Maneki Neko iron phallus Edo Japan
Rare iron representation of a phallic Maneki Neko
Superb model in the Shinto tradition
The piece is doubly gendered, masculine and feminine reminder effigies Okame
Beautiful patina and beautiful condition
The back of the piece is planned to incorporate a ball of incense
Wear of age
Japan Edo period, 18th century
Height: 9.5 cm
"The festival Kanamara Matsuri (or"iron penis festival ") is held annually the first Sunday in April in Kawasaki City, Kanagawa Prefecture. This Shinto festival, dedicated to fertility, a central representation for the penis. It is found everywhere and in different forms, such as statues in processions, but also in the pictures and decorations that adorn the city.

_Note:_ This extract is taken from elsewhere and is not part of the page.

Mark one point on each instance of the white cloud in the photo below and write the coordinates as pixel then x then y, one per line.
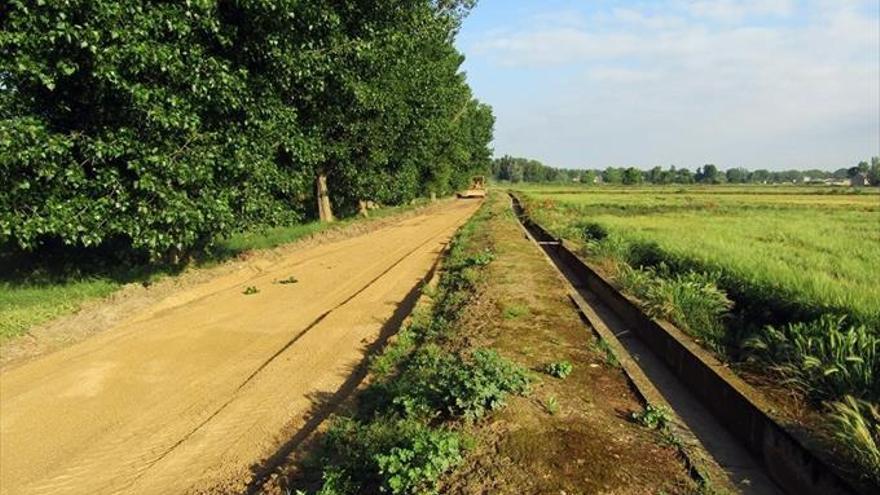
pixel 731 11
pixel 800 93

An old Japanese legend tells of a demon with sharp teeth had one day hidden in the vagina of a girl, and had successively castrated two young men during their wedding night. Then a blacksmith fashioned an iron phallus to break the teeth of the devil, and the subject became a holy relic.
An annual festival celebrating Shinto fertility was subsequently organized around this relic. The Kanamara Matsuri has the main sanctuary of the Kanayama, in Kawasaki City, whose center is a blacksmith with an anvil and a forge fire.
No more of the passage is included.